O que aqui revelas é, como muitos outras etapas da nossa longa caminhada, algo que só para ti faz sentido. Só para cada um de nós, vivido pessoalmente, faz sentido. Não há, pois, razão nem utilidade alguma em divulgar esta experiência que viveste e que, espero, tenha sido rica e repleta de beleza.
Finalmente, o facto de muitos dos segredos ritualísticos, e outros, estarem já divulgados pela Internet não justifica que procedas também desse modo. O erro cometido por outros não deve ser exemplo para nós. Reconhecerás nisto um dos grandes ensinamentos da Maçon.˙.

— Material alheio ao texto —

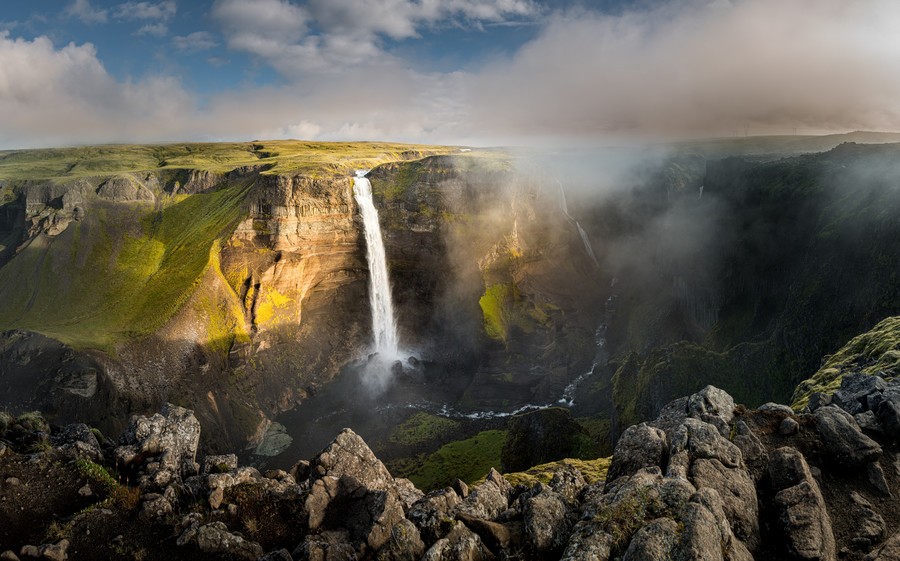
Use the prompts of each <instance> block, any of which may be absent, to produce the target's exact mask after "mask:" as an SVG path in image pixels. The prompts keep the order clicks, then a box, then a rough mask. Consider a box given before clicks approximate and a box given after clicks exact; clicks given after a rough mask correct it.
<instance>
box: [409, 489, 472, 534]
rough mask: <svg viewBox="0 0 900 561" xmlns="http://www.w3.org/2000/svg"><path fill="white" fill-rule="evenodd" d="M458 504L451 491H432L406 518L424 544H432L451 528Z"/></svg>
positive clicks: (458, 496) (449, 530) (423, 497)
mask: <svg viewBox="0 0 900 561" xmlns="http://www.w3.org/2000/svg"><path fill="white" fill-rule="evenodd" d="M459 504H460V499H459V495H457V494H456V491H454V490H453V489H450V488H447V489H442V490H439V491H433V492H431V493H429V494H427V495H425V496H424V497H423V498H421V499H419V500H418V501H416V502H415V504H413V506H412V507H410V509H409V512H407V514H406V517H407V518H408V519H409V520H410V521H412V522H413V524H415V525H416V528H418V529H419V532H420V533H421V535H422V539H424V540H425V543H426V544H433V543H434V542H435V541H437V540H438V539H440V538H443V537H444V536H446V535H447V533H448V532H450V530H451V529H452V528H453V517H454V514H455V513H456V508H457V507H458V506H459ZM473 518H478V517H477V516H473Z"/></svg>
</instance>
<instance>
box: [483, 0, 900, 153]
mask: <svg viewBox="0 0 900 561" xmlns="http://www.w3.org/2000/svg"><path fill="white" fill-rule="evenodd" d="M898 25H900V4H897V3H896V2H892V1H890V0H871V1H868V2H852V3H848V2H844V1H842V0H793V1H790V2H784V1H781V0H733V1H732V2H730V3H729V2H713V3H710V2H706V1H700V0H693V1H690V0H688V1H678V2H669V3H667V4H661V5H658V6H657V7H656V8H655V9H652V10H649V11H633V12H626V13H624V14H622V15H619V16H606V15H601V14H596V13H589V12H581V13H577V14H571V15H569V16H557V17H555V18H554V19H553V20H552V21H551V22H550V23H549V24H548V25H547V26H546V27H545V28H544V29H543V31H542V33H541V34H540V36H539V37H538V38H537V39H536V40H534V41H533V42H531V43H530V44H527V45H525V46H524V47H523V48H522V49H520V51H519V52H518V53H516V55H515V56H514V57H512V58H511V59H510V60H504V61H499V62H497V63H496V64H493V65H492V66H490V67H488V68H486V69H485V70H484V71H483V72H481V73H480V75H479V76H477V77H475V79H474V80H473V82H472V84H471V86H472V87H471V89H470V90H469V94H468V96H469V97H468V98H467V102H466V105H467V106H468V107H470V108H471V110H472V113H471V115H470V123H471V124H472V125H471V126H474V125H475V124H479V126H482V127H484V128H485V129H488V130H499V131H506V132H507V133H508V134H509V135H510V136H515V135H541V134H545V135H572V134H576V135H583V134H597V133H601V132H603V131H622V130H631V131H650V132H673V131H674V132H685V131H697V132H699V133H727V132H730V131H735V130H740V129H742V128H743V127H745V126H747V127H750V130H751V131H757V132H760V131H763V132H764V131H766V130H773V129H775V128H777V127H781V129H780V130H782V131H786V130H789V129H788V127H792V126H800V127H801V128H804V129H818V130H822V129H828V128H834V129H848V128H894V129H896V128H898V127H900V34H897V32H896V29H898Z"/></svg>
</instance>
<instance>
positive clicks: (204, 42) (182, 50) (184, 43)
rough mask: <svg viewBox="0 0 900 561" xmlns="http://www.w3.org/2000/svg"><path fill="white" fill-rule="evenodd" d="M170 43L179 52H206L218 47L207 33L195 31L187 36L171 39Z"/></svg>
mask: <svg viewBox="0 0 900 561" xmlns="http://www.w3.org/2000/svg"><path fill="white" fill-rule="evenodd" d="M172 43H173V44H174V45H175V48H176V49H178V50H179V51H186V52H198V51H206V50H209V49H212V48H214V47H217V46H219V42H218V41H216V40H215V38H213V36H212V33H210V32H208V31H195V32H194V33H191V34H189V35H179V36H177V37H175V38H173V39H172Z"/></svg>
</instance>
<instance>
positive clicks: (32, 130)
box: [0, 32, 193, 147]
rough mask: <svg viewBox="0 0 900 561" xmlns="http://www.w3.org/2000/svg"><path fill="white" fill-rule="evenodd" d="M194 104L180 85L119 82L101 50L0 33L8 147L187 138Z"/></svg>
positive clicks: (156, 83) (4, 110)
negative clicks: (116, 78) (62, 44)
mask: <svg viewBox="0 0 900 561" xmlns="http://www.w3.org/2000/svg"><path fill="white" fill-rule="evenodd" d="M192 104H193V100H192V98H191V96H190V95H189V94H187V93H186V92H185V91H184V90H183V89H182V88H181V86H180V85H179V84H178V83H177V81H176V80H174V79H172V78H167V77H152V78H148V79H146V80H142V81H139V82H127V81H126V82H119V81H116V80H115V79H113V78H112V77H111V76H110V75H109V74H108V73H107V71H106V69H105V68H104V66H103V64H102V63H101V62H100V61H99V60H98V58H97V52H96V49H95V48H94V47H93V45H91V44H89V43H86V44H84V45H75V44H72V43H70V44H68V45H66V46H64V47H62V48H55V47H54V45H53V43H52V42H51V41H50V40H49V39H48V38H46V37H38V38H36V39H34V40H32V41H26V40H23V39H11V38H10V37H9V33H8V32H0V122H3V127H2V130H0V146H8V147H23V146H47V145H50V146H52V145H62V144H72V143H77V144H83V143H96V142H108V141H117V140H120V141H121V140H128V139H136V140H138V139H139V140H143V141H150V140H154V139H157V140H162V139H165V138H170V137H171V136H170V135H173V134H175V135H183V134H185V129H184V128H183V126H182V125H181V122H180V120H181V119H182V118H184V116H185V115H189V114H190V112H191V111H192Z"/></svg>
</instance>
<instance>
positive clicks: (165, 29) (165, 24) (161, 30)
mask: <svg viewBox="0 0 900 561" xmlns="http://www.w3.org/2000/svg"><path fill="white" fill-rule="evenodd" d="M168 32H169V26H168V25H166V24H164V23H162V22H159V23H148V24H146V25H143V26H141V28H140V29H138V30H137V31H135V32H134V34H135V35H153V36H155V37H165V36H166V34H167V33H168Z"/></svg>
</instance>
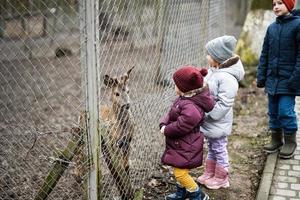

Que a Luz te ilumine a razão.
Um sincero T.˙. A.˙. F.˙.
desde Portugal

LUIZ disse...

Não estás sendo um verdadeiro maçom revelando o que está escrito em nossos rituais, que entre tantos prejuízos, está em revelar ao mundo profando, e também desorientar aqueles que ainda são aprendizes. Lembre-se: a vaidade é um grande vício que o verdadeiro maçom deve combater.
Esperamos que sua consciencia maçonica, se é que a possuis as credenciais atualmente, prevaleça e retire do ar este blog.

Luiz,

Grandes Lojas, Brasil

Nunezino disse...

Violação de juramento.

Peregrino disse...

Desnecessário!

Luis Santos disse...
Este comentário foi removido pelo autor.
Luis Santos disse...

Meu Ir:. siga a voz da razão e sabedoria, proteja seu blog por senha referente ao grau, pois alem do juramento que fez existe a ética. cada coisa tem seu tempo e maneira de ser decifrada.
Um fruto amadurecido a força ou colhido antes não vai ser tão doce.
Um T:.F:.A:.

Luis Santos disse...

Luis Santos.
Meu Ir:. ouça a voz da razão e sabedoria, coloque uma senha referente ao grau, pois alem do juramento que fizeste, sabes bem que tudo tem seu tempo para descobrir.
Um fruto colhido antes do tempo ou amadurecido a força jamais tera um sabor igual aquele que teve a maturação no seu tempo.
Um T:.F:.A:.

Unknown disse...

Preocupa-me realmente , ver que nem a Maçonaria está livre dos excessos da Internet;expondo essa sublime Ordem à
especulação pública e profana.
Nada contra os profanos que afinal, são de uma alguma forma nossos irmãos,mas isso não quer dizer que devemos ir falando e mostrando tudo aos mesmos. Há que haver discrição.
Podemos e devemos auxiliar o mundo à nossa volta , praticando as virtudes que adquirimos em nossos ensinamentos sagrados , mas temos que manter para isso, a disciplina interna e o bom senso.Lançar sementes em solo árido é falta de discerniento .

Hermes Borges disse...

Eu vejo Ir.'. dizendo que é desnecessário retirar o texto pois um Profano não entenderia o que está escrito. Pois bem, se isso cai na mão de um AP.'. a mística da ritualística perde a lógica na passagem de grau. Como eu digo e cada vez estou mais convicto da afirmação que 85% da Ordem não sabe o verdadeiro sentido de nosso confraria. A obra só é perfeita depois que a pedra lapidada é assentada corretamente. Aqui a obra foi as palavras e o assentamento foi no terreno da internet. Uma pena.